11 //

352 10 2
                                    

Beynim sarsılıyordu. Fantastik filmleri bilirsiniz, alışılmışın dışında bir şey olur ya, olaya en dahil olan bile şaşırır.. Beni bırakın o bile donup kalmıştı.
"Yaşlı" ağacın çokta uzun sürmeyen uyanışı sonucu kendimi yerde buluyorum. Ortalık yerle bir tabiri buraya çok uyuyor. Enimden bile geniş olmayan, sadece ayaklarımın sığabileceği küçük toprak parçası kenarlarından ayrılıyor. Deprem. Bir ağacın hareket edişinin yol açtığı doğal afet.
Sendeliyorum ama düşmemem lazım, yoksa daha çok başında olduğum maceram biter. Sarsılma bittikten sonra doğruluyorum.
Ayaklarımı hareket ettiremezken nasıl yan tarafa atlayabilirim ki?
Uzun uğraşlardan sonra olmam gereken yerdeyim, Delph'in yanında.
Benden üç tane üst üste koyun, iki tane de yan yana. Ağaç dışında herşeye benziyordu.
" Mhmmmm.. Uhh.. "
" Kaç yıldır uyuyorsunuz? "
Delphine'in sorusu gülmeme neden olmuştu. Yıl mı?
" Umarım..Rahatsız etme...sebebiniz..ikibin dörtyüz dokuz...yıllık uykuma değer..derecededir.. "
Umarım.
Nedensiz bir şekilde başım dönüyordu. Vücudumda dolaşan kanın ağırlaştığını hissedebiliyordum. Gözlerim kararıyordu, bazen de alnımdan akan terden hiçbirşey göremiyordum. Ayaklarımdaki acı da cabası. Sahi ne old-u..?
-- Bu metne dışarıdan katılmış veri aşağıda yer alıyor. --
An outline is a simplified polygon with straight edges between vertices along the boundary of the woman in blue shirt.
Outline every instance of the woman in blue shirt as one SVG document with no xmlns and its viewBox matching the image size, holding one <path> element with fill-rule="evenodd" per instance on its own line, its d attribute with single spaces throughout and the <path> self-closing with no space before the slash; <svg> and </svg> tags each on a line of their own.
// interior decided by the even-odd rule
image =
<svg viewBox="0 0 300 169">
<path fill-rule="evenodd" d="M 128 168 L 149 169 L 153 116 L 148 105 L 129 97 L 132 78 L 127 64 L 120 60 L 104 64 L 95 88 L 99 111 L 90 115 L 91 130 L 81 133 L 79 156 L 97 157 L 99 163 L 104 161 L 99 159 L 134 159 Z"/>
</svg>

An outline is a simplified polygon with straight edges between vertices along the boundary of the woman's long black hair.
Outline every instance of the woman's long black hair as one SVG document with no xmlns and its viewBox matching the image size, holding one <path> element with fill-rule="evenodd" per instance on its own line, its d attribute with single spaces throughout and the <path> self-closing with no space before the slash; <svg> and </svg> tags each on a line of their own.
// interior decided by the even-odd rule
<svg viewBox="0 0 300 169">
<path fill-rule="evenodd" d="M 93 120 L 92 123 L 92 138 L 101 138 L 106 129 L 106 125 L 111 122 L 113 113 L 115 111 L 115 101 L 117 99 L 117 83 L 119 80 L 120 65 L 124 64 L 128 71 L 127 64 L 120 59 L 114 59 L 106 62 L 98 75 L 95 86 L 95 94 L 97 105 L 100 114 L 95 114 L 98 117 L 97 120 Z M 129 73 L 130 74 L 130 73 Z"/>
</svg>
Uyandığımda ayak bileklerim sarılıydı, Delph ise elindeki kahverengi şeyi yediriyordu bana. Görünen o ki rahatsız etme sebebimiz yaşlı ağacın o uzun uykusunun bölünmesine değmiş. Tahmin ettiğim gibi tahtadan yapılmış bir kulübedeyiz. Ama yerde miyiz yoksa ağaç dalı mı, emin değilim.
Gözleriyle gülümseyen Delphine elini uğurlu kolyesine götürüp anlamadığım bir şeyler söyledi. "Efkaristiyes.."*
Yine tahtadan yapılmış rafın yanına gidip bir peçetenin içinden o kahverengi şeyi getirdi. Bisküviler ne zamandan beri yaralara iyi geliyor?
" Tadı güzelmiş."
" Çok yiyemezsin.."
Hala tedirgindi. Tanrı aşkına o dev ağaçların yanındayız, burada bize zarar gelmemeli. Her ne kadar uyanmaları uzun sürse de bayağı yardımseverler baksana.

Bunları içimden söylediğimi farkettiğimde o, ayaklarıma bakıyordu. Ne olduğunu çok merak ediyordum, ama o başka dünyalardaydı şu an.
Dokunuşları çok yumuşaktı. Sanki kutsanmış biriydi o, her hareketi daha da iyi hissettiriyordu.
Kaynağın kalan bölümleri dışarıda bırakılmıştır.